Thursday, January 19, 2017
Cadden Boasted of Control Over Regulators
By Walter F. Roche Jr.
BOSTON, Mass. The head of a now defunct Framingham, Mass. drug compounding firm boasted to his sales staff that state and federal regulators didn't know what they were doing and he had to educate them so they'd stop bothering him.
That was one of the messages Barry J. Cadden delivered to the sales staff for the New England Compounding Center in a series of taped training sessions in 2011 and 2012.
The tapes were played today in U.S. District Court during Cadden's trial on charges of racketeering and second degree murder. The trial, which is expected to last several months, will end its second week of testimony Friday.
Cadden was the president and part owner of the drug compounding firm that has been blamed for a deadly 2012 fungal meningitis outbreak which sickened 778 patients, killing 76 of them.
The jurors who will decide Cadden's fate also heard from a former pharmacy technician at NECC who described the atmosphere in the company clean or sterile rooms as "a locker room on steroids."

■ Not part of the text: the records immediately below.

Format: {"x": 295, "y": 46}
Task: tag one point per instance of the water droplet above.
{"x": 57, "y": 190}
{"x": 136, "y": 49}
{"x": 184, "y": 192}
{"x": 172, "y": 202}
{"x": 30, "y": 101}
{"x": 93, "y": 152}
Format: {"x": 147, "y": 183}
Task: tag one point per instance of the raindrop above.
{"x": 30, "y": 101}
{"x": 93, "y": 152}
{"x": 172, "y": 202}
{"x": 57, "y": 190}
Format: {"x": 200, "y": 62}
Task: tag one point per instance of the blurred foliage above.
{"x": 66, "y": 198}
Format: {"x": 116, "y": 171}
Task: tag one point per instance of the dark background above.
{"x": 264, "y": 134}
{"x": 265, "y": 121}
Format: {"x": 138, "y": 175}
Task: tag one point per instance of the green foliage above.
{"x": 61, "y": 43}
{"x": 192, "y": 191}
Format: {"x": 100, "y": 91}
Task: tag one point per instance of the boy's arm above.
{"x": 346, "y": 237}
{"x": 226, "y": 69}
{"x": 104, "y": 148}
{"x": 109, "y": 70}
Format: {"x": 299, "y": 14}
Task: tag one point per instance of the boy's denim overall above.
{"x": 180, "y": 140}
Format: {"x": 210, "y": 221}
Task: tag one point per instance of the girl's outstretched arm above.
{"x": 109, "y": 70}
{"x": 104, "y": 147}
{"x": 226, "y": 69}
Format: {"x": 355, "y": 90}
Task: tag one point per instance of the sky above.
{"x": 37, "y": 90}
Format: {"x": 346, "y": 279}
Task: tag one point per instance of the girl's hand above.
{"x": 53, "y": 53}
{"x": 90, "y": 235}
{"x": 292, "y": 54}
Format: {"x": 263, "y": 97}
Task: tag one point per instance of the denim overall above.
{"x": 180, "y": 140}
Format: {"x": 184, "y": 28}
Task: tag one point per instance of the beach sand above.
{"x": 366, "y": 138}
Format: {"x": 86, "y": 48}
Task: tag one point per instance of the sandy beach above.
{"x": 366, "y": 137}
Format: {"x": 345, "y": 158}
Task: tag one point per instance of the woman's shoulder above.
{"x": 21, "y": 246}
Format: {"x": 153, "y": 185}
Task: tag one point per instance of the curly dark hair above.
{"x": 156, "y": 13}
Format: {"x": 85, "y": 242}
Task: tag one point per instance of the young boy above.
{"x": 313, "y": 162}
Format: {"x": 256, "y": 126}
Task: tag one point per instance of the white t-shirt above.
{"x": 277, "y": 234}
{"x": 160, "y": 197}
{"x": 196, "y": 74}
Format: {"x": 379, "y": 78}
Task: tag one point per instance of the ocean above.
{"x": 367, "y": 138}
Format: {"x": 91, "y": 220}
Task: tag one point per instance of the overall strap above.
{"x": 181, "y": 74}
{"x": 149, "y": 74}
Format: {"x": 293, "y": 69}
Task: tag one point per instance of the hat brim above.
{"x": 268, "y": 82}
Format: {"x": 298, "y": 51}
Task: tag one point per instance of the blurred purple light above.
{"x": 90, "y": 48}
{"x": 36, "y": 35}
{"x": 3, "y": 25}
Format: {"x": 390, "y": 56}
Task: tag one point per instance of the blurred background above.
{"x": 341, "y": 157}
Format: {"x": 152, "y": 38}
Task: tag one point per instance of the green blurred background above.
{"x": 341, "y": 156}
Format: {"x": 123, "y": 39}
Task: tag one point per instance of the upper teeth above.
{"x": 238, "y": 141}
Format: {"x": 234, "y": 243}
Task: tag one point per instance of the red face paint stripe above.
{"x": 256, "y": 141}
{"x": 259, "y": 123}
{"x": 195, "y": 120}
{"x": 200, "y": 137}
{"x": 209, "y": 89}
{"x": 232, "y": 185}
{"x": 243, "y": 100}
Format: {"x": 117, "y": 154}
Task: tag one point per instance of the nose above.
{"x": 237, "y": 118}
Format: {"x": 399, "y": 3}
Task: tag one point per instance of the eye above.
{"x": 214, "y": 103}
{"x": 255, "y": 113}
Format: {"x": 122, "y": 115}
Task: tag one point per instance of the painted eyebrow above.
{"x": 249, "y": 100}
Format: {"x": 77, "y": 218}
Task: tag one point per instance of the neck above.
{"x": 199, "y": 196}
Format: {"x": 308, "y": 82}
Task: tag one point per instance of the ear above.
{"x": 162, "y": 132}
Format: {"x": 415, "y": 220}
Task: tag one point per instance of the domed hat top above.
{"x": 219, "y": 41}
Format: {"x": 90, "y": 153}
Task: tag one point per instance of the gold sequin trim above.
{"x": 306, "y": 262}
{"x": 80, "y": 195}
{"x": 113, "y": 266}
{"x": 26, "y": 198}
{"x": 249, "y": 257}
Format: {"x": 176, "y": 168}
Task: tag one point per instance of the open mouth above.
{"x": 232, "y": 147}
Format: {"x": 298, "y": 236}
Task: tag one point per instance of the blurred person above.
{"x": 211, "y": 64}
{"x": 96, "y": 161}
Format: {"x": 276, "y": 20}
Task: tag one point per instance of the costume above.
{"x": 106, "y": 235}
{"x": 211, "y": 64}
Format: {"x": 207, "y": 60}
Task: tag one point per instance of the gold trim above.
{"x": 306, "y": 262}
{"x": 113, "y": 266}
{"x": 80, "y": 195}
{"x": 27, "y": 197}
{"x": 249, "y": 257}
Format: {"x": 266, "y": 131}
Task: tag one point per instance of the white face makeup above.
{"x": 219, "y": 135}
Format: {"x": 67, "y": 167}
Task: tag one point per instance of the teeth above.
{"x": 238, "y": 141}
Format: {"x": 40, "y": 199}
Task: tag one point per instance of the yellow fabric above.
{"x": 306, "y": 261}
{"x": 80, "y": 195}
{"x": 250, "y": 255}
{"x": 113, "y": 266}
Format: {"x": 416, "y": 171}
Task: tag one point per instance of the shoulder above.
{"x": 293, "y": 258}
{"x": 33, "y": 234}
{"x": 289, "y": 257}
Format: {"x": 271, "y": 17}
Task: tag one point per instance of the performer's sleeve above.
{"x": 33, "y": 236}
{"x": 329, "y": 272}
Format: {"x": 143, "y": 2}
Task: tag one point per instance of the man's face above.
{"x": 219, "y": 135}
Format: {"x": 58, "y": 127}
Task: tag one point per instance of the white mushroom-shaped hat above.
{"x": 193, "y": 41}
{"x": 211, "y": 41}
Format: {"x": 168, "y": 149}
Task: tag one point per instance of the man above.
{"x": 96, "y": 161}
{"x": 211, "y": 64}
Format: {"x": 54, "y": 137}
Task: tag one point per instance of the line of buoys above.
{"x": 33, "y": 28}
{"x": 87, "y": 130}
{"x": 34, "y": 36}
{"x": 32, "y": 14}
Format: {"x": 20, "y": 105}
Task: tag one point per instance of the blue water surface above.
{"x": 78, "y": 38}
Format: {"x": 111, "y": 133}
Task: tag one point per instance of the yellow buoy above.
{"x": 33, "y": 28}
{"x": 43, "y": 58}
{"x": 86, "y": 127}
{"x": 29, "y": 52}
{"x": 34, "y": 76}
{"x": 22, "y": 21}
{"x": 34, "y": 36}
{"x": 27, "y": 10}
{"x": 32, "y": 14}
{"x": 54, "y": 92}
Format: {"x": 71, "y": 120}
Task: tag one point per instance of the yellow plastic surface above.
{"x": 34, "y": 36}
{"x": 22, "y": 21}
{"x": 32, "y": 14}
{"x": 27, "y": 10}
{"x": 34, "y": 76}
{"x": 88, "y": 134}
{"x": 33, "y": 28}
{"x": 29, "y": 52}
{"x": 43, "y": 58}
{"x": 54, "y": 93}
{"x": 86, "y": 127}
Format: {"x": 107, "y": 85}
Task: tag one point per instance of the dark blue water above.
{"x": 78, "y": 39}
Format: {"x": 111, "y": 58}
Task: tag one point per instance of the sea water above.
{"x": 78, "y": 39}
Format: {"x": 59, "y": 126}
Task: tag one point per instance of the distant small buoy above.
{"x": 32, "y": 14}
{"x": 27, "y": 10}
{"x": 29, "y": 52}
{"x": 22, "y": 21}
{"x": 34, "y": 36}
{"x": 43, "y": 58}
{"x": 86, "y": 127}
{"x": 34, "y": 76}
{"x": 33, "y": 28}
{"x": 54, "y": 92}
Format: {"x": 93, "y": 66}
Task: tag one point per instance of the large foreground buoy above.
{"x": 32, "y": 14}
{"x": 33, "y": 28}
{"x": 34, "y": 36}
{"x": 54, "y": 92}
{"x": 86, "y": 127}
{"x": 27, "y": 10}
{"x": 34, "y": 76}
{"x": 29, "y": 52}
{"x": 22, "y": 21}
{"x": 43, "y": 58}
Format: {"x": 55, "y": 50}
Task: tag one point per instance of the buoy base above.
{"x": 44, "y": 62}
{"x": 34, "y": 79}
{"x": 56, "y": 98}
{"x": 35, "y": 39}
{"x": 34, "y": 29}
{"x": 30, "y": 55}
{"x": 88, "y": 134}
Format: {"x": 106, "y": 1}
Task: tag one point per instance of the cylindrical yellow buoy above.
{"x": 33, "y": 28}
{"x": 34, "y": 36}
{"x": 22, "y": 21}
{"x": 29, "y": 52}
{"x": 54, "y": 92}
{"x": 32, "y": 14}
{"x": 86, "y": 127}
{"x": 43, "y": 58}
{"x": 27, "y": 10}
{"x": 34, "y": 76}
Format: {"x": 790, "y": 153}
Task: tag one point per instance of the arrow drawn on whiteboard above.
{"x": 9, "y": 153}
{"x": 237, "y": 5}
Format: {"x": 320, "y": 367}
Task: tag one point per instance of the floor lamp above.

Joseph Connelly testified that despite claims that it tested all of its products before shipping them out
NECC did not do so for most of the time he worked there.
And even when an end testing policy was finally initiated in 2012, Connelly said he was told the very next day to ship out an order without testing.
The Cadden training tape excerpts, which were introduced over the objections of his lawyers, show Cadden giving instructions to sales staffers of an affiliated firm, Medical Sales Management. Dressed in blue scrubs Cadden's sessions included a tutorial on the attempts by state and federal regulators to train scrutiny on his operations.
Stating that the Massachusetts Board of Pharmacy had issued NECC its first license, Cadden told the staffers, who were employed by Medical Sales Management, an affiliated firm, they are the ones who "hold my life in their hands."
"They don't want to deal with us," Cadden said, adding "They don't know what they are looking at. They were coming down here all the time. I had to educate them. Then they got to understand."
He boasted that now when complaints come in from other states, the Massachusetts Pharmacy Board just says, "Go away."
He also boasted of turning back efforts by the U.S. Food and Drug Administration to inspect and regulate NECC.
"The FDA was trying to take over drug compounding," he said, adding that they were calling compounders "the wolf in sheep's clothing."
(The lack of either state or federal oversight of NECC prompted investigations both in Massachusetts and Washington, D.C. Ultimately tighter regulation was imposed in the wake of the deadly outbreak.)
Cadden told the staffers that NECC went way beyond regulatory requirements in the compounding of drugs.
"A lot of what we do is way above the standard," Cadden said, adding that "As far as quality goes, we do it. We're not selling jelly beans. We need to bat one thousand."
He instructed the sales staffers to "drop those names" of NECC's big customers when soliciting new business and to stress to potential hospital customers that buying from NECC would eliminate the risk of something going wrong in in-house operations."
In his testimony Connolly, the pharmacy technician, said it was difficult to raise safety comcerns because any efforts would be rebuffed by his boss Glenn Chin. Chin like Cadden is facing racketeering and second degree murder charges. His trial will be held when Cadden's is completed.
He said when he raised concerns, they went nowhere.
With photos displayed by prosecutors, Connolly described rusted equipment, floor defects covered with plastic and tape, and a wide opening to non-sterile areas, all in the rooms that were supposed to be perfectly sterile.
He said that when spiders, flies and other insects appeared, he and other workers would spray them with alcohol.
Connolly said the air conditioning in the clean room area frequently failed sending temperatures soaring especially in summer months. This despite the fact that the some of the chemicals they were using were temperature sensitive. He said one co-worker had to leave the area because he was getting faint.
He said that when the company's regulatory problems heated up in 2012, they were ordered to stop making drugs and clean up the area because inspectors were coming.
On another occasion he said a worker from a sister company, Ameridose, came into the clean room area with some drugs from that firm.
"You don't see this," Connolly said the Ameridose worker told him.
Connolly said there was a big increase in product being produced at NECC in the Spring of 2012. He said he warned that "Something's going to happen. We're going to get shut down."
NECC shuttered its doors for good in October of 2012, just a month after the deadly outbreak became public.